NPR: We talk a fair amount about this on the program, we in fact did a series on it last week and listened to a lot of people raising serious questions about free trade, people who are perhaps in the textile industry in North Carolina saying, "Free trade has decimated our town, our county." I mean are you willing to wind things back far enough to say, "If free trade's not working, maybe we should take a second look at it?"

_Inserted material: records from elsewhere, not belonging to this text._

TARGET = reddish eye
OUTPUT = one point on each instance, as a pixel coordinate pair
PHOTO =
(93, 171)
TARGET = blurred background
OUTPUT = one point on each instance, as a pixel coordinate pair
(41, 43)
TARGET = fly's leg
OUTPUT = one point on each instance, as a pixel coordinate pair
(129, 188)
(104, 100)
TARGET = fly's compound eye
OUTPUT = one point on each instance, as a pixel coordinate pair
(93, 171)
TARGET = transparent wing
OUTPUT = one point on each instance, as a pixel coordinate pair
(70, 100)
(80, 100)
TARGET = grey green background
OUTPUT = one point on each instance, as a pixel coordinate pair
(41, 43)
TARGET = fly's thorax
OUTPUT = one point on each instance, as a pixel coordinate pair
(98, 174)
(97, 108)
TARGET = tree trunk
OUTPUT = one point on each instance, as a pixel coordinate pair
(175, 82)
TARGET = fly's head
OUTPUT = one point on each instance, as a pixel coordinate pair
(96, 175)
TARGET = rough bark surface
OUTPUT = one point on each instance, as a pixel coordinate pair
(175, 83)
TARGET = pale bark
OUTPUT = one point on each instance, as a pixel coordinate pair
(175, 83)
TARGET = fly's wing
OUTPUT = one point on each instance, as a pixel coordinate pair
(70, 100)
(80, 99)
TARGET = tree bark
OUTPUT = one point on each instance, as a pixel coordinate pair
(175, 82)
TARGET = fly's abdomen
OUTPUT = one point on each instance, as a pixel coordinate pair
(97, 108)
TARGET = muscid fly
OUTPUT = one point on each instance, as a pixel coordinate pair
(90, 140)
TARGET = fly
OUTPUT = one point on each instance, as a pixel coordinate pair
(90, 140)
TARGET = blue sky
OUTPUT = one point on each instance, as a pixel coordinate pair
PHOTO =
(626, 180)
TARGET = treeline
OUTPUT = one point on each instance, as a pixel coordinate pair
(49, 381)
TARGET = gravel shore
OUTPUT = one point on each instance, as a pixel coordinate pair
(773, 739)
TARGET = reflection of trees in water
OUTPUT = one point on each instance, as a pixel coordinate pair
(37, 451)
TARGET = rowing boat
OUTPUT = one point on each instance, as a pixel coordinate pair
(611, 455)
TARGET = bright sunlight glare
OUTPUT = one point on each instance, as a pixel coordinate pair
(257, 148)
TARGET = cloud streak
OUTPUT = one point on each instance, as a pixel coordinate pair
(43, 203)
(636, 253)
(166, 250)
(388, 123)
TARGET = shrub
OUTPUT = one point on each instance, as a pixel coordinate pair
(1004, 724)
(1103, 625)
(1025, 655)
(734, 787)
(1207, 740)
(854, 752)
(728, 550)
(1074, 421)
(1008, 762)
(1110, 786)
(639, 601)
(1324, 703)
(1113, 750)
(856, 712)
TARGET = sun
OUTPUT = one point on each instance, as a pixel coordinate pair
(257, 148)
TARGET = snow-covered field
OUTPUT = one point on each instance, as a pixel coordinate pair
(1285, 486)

GWC: Well I think you've got to have FAIR trade, not free trade. So I think the first thing you've got to have is you've got to make sure that when you're willing to open up your markets that you're helping workers in other countries achieve the kind of labor and environmental benefits that people in this country achieve. You've got to have a program to do it and you've got to move systematically. We knew with NAFTA that there would be adjustments required, but in my experience we haven't funded and operated those adjustment mechanisms in the right way to protect textile workers on the East Coast and the Carolinas, or the garment workers that are manufacturing clothing let's say in Mississippi, and I've talked to a lot of people whose parents, whose mothers were there as seamstresses, in places, and lost their jobs and there is no other job. So we've got to really pay attention to the transformation of the economy when we -- free trade is not "free" in terms of its benefit to the economy. There's always the assumption that well, you're going to get comparative advantage, you're going to lower the cost, that's in everybody's net benefit. It is, in the long-term, but you've got to have the right kind of support structure in place for the individual human beings who are affected by the transformation so they can find other meaningful work. You know, this country has a law in place, it's called the Full Employment Act of 1946: it's the DUTY of the country to maintain full employment in this country. It's not a luxury, it's a duty.